Siempre existe la tentación de aislarse. Desaparecer física y emocionalmente de lo que existe alrededor. No se soporta ni leer noticias ni salir a caminar por la Ciudad de Guatemala, donde tarde o temprano, surge la molesta presencia de un centro comercial. Siempre existe la tentación de extinguirse. Irse de largo sin parar en ningún sitio, como si la vida fuese una  carretera y no tuviésemos más casa que el vehículo que nos mueve. Sin llegar a un punto fijo que nos retenga hasta la muerte. Matar el apego.

Nunca corromper el mito de la compañía ni el mito de la soledad. Siempre existe la tentación de callar. Guardarse bien adentro las palabras y dejar que hablen los otros: charlatanes, locos, mediocres y demagogos sentimentales. Porque la boca no piensa, solo traga, escupe y habla. Estar frente al espejo y hallarse como se contempla una película muda. Gestos que digan todo. Miradas que digan todo.
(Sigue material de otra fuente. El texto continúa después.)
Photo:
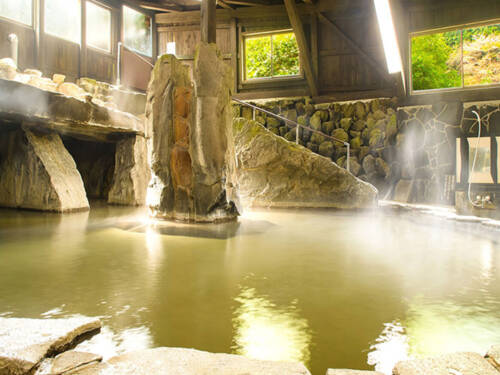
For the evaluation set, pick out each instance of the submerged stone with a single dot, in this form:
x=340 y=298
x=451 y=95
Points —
x=176 y=361
x=351 y=372
x=458 y=363
x=26 y=342
x=275 y=173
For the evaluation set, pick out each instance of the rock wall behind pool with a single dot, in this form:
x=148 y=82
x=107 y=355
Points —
x=273 y=172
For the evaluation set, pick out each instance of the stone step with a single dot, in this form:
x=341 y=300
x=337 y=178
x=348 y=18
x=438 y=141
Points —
x=448 y=364
x=24 y=343
x=175 y=361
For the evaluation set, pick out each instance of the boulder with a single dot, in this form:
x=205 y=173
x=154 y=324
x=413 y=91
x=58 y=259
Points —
x=340 y=134
x=191 y=140
x=24 y=343
x=8 y=68
x=176 y=361
x=346 y=123
x=327 y=127
x=66 y=362
x=131 y=174
x=275 y=173
x=315 y=122
x=369 y=164
x=326 y=149
x=494 y=355
x=37 y=172
x=460 y=363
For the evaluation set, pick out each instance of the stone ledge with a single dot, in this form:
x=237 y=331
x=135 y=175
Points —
x=351 y=372
x=24 y=343
x=67 y=115
x=448 y=364
x=175 y=361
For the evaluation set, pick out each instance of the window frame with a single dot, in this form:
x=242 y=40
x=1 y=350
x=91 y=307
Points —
x=58 y=36
x=111 y=29
x=462 y=88
x=122 y=30
x=245 y=80
x=32 y=26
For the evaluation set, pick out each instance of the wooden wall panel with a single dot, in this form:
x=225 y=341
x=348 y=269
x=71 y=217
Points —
x=101 y=66
x=187 y=39
x=61 y=56
x=26 y=36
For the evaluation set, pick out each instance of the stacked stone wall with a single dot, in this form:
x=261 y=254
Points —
x=408 y=153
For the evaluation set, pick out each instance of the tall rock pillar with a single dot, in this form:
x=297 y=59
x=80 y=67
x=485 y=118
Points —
x=189 y=124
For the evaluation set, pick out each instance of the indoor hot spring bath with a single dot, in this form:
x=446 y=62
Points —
x=329 y=289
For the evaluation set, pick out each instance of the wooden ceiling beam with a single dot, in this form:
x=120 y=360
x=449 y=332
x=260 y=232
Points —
x=162 y=6
x=305 y=56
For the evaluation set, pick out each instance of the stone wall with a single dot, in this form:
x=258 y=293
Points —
x=370 y=127
x=408 y=153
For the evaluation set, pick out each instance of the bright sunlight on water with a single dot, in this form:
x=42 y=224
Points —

Siempre existe la tentación de dejar todo tal como está. Nada desaparece, la materia solo se transforma (dicen los eruditos) y bajo tal justificación permitir que la existencia que conocemos se destruya con la misma simpleza con que se pudre una manzana o el cadáver de un conejo arrollado en la autopista. Nadie recordará lo que hicimos o no hicimos. Esos logros de vida: la materia que construye nuestros egos. Siempre existe la tentación de no pensar en nada. Flotar con los ojos cerrados y llegar hasta la puerta donde uno escapa de la vida.

Dormir un sueño químico que nunca se detenga. Adelgazar hasta ser una línea que se borra en la oscuridad. Siempre existe la tentación de no caer en ninguna de estas tentaciones. La tentación de seguir buscando algún eco entre la gente. La tentación de no abandonar nuestra casa y el país en el que nacimos. La tentación de seguir hablando, protestando y exigiendo. La tentación de insistir en que la fe mueve montañas. La tentación de pensar y pensar y pensar en que ninguna noche puede ser interminable, que siempre llega el amanecer.